Like WISPA charging big WISPs more in dues than small WISPs, for arguably the 
same amount of work.

 

I remember a farmer with a crappy grain leg thought he should get 50% of my 
revenue, not a fixed rent.  Sorry, only owners get a cut of revenue or profits. 
 Were you there putting up seed money, buying equipment, and contributing labor 
every day to build the business?  No, you are a landlord, you get rent, and 
maybe free Internet, not a piece of the action.

 

Bottom line, there has to be value to justify the price.  So Microsoft wants to 
sell Windows as a subscription.  Is it like paying for a cellphone in 24 
payments?  Or does Windows truly get better every day with new features that 
make it worth the recurring cost.  Either way, if I’m getting value for my 
dollar, and everything is transparent, we’re good.

 

Not sure comparing to the WISP business is apples-to-apples.  Yes, customers 
think all we do is bolt a metal thingy to their roof, and they wonder why they 
have to pay us every month.  But in actuality it’s more like the power company 
or the grocery store.  We do stuff every month that costs us money and labor in 
order to deliver them Internet service.  Yes, there is an element that 
customers expect their Internet to automagically get faster to support all 
their new devices and apps, but they are not really paying for innovation.  
Maybe it’s like a lawn service.  Yes, you pay them every month, but they come 
and cut your grass every month.  And when they do, it costs them for gas and 
labor and equipment maintenance and landfill charges for dumping the clippings. 
 It’s different than having them do a big landscaping job and then paying them 
in installments.

 

 

From: AF <af-boun...@af.afmug.com> On Behalf Of ch...@wbmfg.com
Sent: Friday, August 14, 2020 1:43 PM
To: AnimalFarm Microwave Users Group <af@af.afmug.com>
Subject: Re: [AFMUG] QB for billing

 

Exactly.  We want their recurring revenue.  And we don’t want recurring 
payments.  Seems perfectly logical to me.

 

From: Cameron Crum 

Sent: Friday, August 14, 2020 12:32 PM

To: AnimalFarm Microwave Users Group 

Subject: Re: [AFMUG] QB for billing

 

What is your business model based on again?
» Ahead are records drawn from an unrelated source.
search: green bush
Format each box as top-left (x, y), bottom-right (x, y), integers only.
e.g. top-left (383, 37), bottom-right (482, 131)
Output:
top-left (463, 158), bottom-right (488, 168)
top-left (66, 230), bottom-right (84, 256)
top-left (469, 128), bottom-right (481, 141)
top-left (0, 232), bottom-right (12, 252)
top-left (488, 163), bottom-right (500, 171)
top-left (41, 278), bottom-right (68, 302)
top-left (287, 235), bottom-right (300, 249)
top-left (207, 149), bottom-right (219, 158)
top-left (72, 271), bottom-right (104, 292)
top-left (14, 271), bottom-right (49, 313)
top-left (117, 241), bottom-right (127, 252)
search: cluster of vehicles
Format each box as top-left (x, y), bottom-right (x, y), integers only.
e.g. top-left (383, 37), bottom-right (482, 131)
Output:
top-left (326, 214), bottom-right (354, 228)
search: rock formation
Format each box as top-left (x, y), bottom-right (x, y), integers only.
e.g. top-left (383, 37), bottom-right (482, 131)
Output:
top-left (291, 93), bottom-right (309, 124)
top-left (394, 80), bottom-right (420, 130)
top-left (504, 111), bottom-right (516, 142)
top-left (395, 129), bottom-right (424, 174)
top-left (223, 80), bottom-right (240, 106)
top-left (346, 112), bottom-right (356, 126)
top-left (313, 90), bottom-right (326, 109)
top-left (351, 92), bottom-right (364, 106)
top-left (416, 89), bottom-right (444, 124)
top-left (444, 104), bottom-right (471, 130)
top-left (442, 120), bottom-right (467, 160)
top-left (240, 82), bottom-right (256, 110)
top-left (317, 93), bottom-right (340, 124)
Why would you deny someone else the 
same model? I think most people don't realize that you are always going to pay 
one way or another. Just because it is big chunks every once in a while vs 
small chucks over time doesn't make a difference. You may pay in other ways 
like increased employment costs, multiple platforms to perform all the same 
functions, time in doing triple data entry into those platforms, etc, etc. 

 

On Fri, Aug 14, 2020 at 11:53 AM Seth Mattinen <se...@rollernet.us 
<mailto:se...@rollernet.us> > wrote:

On 8/14/20 5:46 AM, Mike Hammett wrote:
> SAAS is a developer's lazy way out. Traditionally, you had to innovate 
> with your product to entice people to give you more money. Now they have 
> to give you more money to keep operating.


I find it frustrating because *everyone* wants a piece of recurring 
revenue. Am I just generating revenue to feed to subscriptions?